Since 2021, the Zimbabwean government has been granting more black Zimbabweans gold buying licenses to enable them to purchase gold and sell it globally on behalf of Fidelity Printers. This is because Fidelity Printers has been removed from the London Bullion Market Association and cannot sell internationally due to sanctions on it and MMCZ (Minerals Marketing Corperation of Zimbabwe).
How Is Fidelity Under Sanctions.
Fidelity Printers is under sanctions due to the OFAC Zimbabwe Sanctions program of 2008, which stipulates that no person or entity can materially assist, sponsor, or provide financial, material, logistical, or technological support to the Government of Zimbabwe, any senior official of the government of Zimbabwe, its companies, those who do business with them or the 144 special designated Zimbabwean nationals on the list.

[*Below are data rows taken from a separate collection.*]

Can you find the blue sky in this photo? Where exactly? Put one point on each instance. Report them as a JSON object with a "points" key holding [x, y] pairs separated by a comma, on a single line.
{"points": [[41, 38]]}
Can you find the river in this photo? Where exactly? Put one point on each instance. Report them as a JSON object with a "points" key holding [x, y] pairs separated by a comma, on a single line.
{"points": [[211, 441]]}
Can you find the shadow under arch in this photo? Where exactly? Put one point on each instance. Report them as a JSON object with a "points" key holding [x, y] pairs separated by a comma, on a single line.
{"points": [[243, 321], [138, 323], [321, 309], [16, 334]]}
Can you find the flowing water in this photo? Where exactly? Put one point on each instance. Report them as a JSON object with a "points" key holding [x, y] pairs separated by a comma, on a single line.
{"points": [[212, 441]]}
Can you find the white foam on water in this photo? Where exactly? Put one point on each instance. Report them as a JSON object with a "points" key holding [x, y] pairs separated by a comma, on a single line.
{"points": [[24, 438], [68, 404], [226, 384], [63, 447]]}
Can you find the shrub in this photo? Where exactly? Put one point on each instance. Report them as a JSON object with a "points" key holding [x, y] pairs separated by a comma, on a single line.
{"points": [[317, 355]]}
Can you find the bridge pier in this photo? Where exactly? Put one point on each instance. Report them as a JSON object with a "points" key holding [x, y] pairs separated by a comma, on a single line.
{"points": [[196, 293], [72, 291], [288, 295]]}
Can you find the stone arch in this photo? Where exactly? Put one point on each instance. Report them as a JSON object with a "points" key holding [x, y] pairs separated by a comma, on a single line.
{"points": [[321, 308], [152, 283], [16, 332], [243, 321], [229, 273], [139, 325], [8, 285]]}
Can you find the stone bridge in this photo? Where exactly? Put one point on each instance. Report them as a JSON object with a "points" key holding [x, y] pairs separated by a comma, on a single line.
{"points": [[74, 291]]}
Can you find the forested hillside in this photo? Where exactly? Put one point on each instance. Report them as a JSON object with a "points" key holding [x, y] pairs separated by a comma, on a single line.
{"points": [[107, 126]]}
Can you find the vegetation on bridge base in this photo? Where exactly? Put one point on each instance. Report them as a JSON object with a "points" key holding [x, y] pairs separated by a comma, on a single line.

Under the subheading prohibited transactions, it states that unless authorized or exempted [by OFAC, U.S Secretary of State], U.S. persons or non-U.S. persons are prohibited from transferring, paying, exporting, withdrawing or otherwise dealing in the property or interests in property of an entity or individual listed on the SDN List and, by deduction, the blocked individuals mentioned in the paragraph above in the same document.
To enforce these clauses, the U.S. OFAC imposed sanctions on a Zimbabwean company called Sakunda in 2021, despite not being an American-owned company. Even though Sakunda is a Zimbabwean company, it was accused of materially assisting, sponsoring, or providing financial, material, logistical, or technological support to the Government of Zimbabwe, which is a violation of the OFAC Zimbabwe document clauses.
Additionally, in December 2022, they added Sakunda associated companies like Fossil Contracting and Fossil Agro to the list for being associated with Sakunda and also giving material assistance to the Zimbabwean government and/or its companies.
MMCZ was incorporated by statute of the government of Zimbabwe to buy and export all Zimbabwean minerals, including gold, to prevent transfer pricing and leakage. For this reason, the company is not only sanctioned as a company of the Zimbabwean government but is also specifically listed as a SDN (special designated national) alongside Zimbabwe Mining Development Cooperation to hinder Zimbabwe's ability to process and export its minerals.
The Reserve Bank of Zimbabwe's printing and gold smelting subsidiary (Fidelity Printers) was therefore sanctioned to prevent Zimbabwe from processing and exporting its gold, thus forcing the government to rely on agents and licensed gold buying middlemen, as stated in the UN Special Rapporteur's preliminary report in 2021.
However, the use of middlemen to bypass legal or illegal sanctions is not new, as the Rhodesians used Rio Tinto and Anglo America's Salga and Contra AG as middlemen in Switzerland to circumvent legal UN sanctions so as to keep the Rhodesian regime functioning.
In fact, the United Nations Human Rights Council's resolution UNHRC/34/13 enjoins nations that are under sanctions to do whatever they can to mitigate and circumvent illegal (unilateral) economic coercive measures (sanctions), which is what the government of Zimbabwe is doing if it has indeed permitted licensed gold buyers and sellers who have money laundering clearances where they sell the gold, to export on the nation's behalf.